Correlation Between Sphere Entertainment and Newpark Resources
Can any of the company-specific risk be diversified away by investing in both Sphere Entertainment and Newpark Resources at the same time? Although using a correlation coefficient on its own may not help to predict future stock returns, this module helps to understand the diversifiable risk of combining Sphere Entertainment and Newpark Resources into the same portfolio, which is an essential part of the fundamental portfolio management process.
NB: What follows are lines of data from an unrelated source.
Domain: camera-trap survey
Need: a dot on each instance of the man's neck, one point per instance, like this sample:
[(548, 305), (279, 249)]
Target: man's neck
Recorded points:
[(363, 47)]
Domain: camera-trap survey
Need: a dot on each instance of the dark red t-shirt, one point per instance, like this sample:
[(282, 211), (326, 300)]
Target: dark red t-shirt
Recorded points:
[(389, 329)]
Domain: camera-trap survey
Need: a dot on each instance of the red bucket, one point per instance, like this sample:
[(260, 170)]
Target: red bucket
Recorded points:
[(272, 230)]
By analyzing existing cross correlation between Sphere Entertainment Co and Newpark Resources, you can compare the effects of market volatilities on Sphere Entertainment and Newpark Resources and check how they will diversify away market risk if combined in the same portfolio for a given time horizon. You can also utilize pair trading strategies of matching a long position in Sphere Entertainment with a short position of Newpark Resources. Check out your portfolio center. Please also check ongoing floating volatility patterns of Sphere Entertainment and Newpark Resources.
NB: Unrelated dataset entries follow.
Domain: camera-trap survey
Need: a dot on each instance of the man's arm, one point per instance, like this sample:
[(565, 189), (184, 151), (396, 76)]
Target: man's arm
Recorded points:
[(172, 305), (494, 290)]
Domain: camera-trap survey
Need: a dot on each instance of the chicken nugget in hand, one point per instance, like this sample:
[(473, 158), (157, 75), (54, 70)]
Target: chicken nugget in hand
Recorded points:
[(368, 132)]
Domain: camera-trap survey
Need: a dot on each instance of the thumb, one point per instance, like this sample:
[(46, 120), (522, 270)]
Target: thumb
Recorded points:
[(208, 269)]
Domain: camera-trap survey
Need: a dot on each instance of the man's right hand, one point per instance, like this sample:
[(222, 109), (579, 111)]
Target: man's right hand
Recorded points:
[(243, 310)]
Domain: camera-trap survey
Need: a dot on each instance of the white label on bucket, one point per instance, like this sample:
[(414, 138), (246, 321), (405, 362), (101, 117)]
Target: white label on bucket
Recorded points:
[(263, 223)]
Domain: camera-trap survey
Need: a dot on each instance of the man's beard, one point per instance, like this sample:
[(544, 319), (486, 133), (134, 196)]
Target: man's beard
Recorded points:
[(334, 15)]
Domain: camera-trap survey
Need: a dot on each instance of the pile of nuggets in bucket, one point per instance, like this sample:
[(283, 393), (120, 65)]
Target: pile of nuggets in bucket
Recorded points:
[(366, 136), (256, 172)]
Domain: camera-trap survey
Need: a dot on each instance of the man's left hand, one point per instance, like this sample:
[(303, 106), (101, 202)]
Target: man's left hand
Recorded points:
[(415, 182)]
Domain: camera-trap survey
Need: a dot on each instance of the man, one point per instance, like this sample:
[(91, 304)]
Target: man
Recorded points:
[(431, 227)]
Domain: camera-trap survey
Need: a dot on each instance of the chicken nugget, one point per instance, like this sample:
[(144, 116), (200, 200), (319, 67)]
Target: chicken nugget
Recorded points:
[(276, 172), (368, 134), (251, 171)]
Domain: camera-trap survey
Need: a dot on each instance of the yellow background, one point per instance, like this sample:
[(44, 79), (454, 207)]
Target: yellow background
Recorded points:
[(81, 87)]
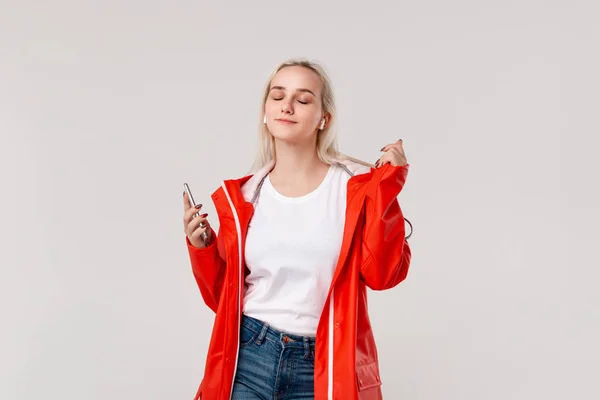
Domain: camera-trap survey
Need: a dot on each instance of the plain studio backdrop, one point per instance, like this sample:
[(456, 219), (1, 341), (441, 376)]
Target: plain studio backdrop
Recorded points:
[(106, 108)]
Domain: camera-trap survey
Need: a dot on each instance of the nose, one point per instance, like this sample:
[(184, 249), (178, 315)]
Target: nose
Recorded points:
[(286, 107)]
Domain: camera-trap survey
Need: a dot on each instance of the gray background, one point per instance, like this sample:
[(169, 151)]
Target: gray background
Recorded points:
[(107, 108)]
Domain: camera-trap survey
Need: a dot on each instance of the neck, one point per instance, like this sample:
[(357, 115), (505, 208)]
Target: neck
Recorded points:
[(296, 160)]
Diversification Opportunities for Sphere Entertainment and Newpark Resources
0.07 | Correlation Coefficient |
Significant diversification
The 3 months correlation between Sphere and Newpark is 0.07. Overlapping area represents the amount of risk that can be diversified away by holding Sphere Entertainment Co and Newpark Resources in the same portfolio, assuming nothing else is changed. The correlation between historical prices or returns on Newpark Resources and Sphere Entertainment is a relative statistical measure of the degree to which these equity instruments tend to move together. The correlation coefficient measures the extent to which returns on Sphere Entertainment Co are associated (or correlated) with Newpark Resources. Values of the correlation coefficient range from -1 to +1, where. The correlation of zero (0) is possible when the price movement of Newpark Resources has no effect on the direction of Sphere Entertainment i.e., Sphere Entertainment and Newpark Resources go up and down completely randomly.
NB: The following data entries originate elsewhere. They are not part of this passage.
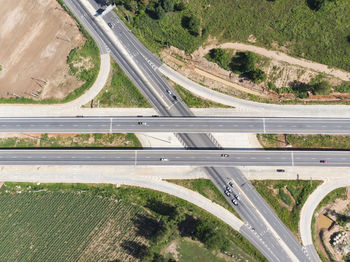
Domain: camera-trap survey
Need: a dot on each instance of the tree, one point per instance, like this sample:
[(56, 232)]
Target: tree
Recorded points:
[(194, 24), (257, 75), (322, 88), (160, 13), (168, 5), (220, 57)]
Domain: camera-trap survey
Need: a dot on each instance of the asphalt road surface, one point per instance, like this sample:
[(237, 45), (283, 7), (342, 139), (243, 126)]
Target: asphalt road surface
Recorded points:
[(80, 124), (139, 65), (204, 158)]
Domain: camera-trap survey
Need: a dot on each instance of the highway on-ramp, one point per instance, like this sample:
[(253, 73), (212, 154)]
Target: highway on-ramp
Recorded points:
[(277, 244)]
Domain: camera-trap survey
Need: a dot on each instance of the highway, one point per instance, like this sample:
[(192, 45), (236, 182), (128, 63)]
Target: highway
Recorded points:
[(203, 158), (277, 244), (79, 124)]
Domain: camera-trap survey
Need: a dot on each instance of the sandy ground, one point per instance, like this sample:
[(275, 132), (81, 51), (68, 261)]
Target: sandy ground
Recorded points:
[(36, 37)]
Pair Corralation between Sphere Entertainment and Newpark Resources
Given the investment horizon of 90 days Sphere Entertainment Co is expected to under-perform the Newpark Resources. But the stock apears to be less risky and, when comparing its historical volatility, Sphere Entertainment Co is 1.32 times less risky than Newpark Resources. The stock trades about -0.05 of its potential returns per unit of risk. The Newpark Resources is currently generating about 0.33 of returns per unit of risk over similar time horizon. If you would invest 673.00 in Newpark Resources on August 31, 2024 and sell it today you would earn a total of 163.00 from holding Newpark Resources or generate 24.22% return on investment over 90 days.
Time Period | 3 Months [change] |
Direction | Moves Together |
Strength | Insignificant |
Accuracy | 100.0% |
Values | Daily Returns |
Sphere Entertainment Co vs. Newpark Resources
Performance |
Timeline |
Sphere Entertainment |
Newpark Resources |
Sphere Entertainment and Newpark Resources Volatility Contrast
Predicted Return Density |
Returns |
Pair Trading with Sphere Entertainment and Newpark Resources
The main advantage of trading using opposite Sphere Entertainment and Newpark Resources positions is that it hedges away some unsystematic risk. Because of two separate transactions, even if Sphere Entertainment position performs unexpectedly, Newpark Resources can make up some of the losses. Pair trading also minimizes risk from directional movements in the market. For example, if an entire industry or sector drops because of unexpected headlines, the short position in Newpark Resources will offset losses from the drop in Newpark Resources' long position.Sphere Entertainment vs. Ihuman Inc | Sphere Entertainment vs. GoHealth | Sphere Entertainment vs. Aspen Insurance Holdings | Sphere Entertainment vs. Relx PLC ADR |
Newpark Resources vs. Now Inc | Newpark Resources vs. Bristow Group | Newpark Resources vs. Helix Energy Solutions | Newpark Resources vs. Oceaneering International |
Check out your portfolio center.Note that this page's information should be used as a complementary analysis to find the right mix of equity instruments to add to your existing portfolios or create a brand new portfolio. You can also try the Commodity Channel module to use Commodity Channel Index to analyze current equity momentum.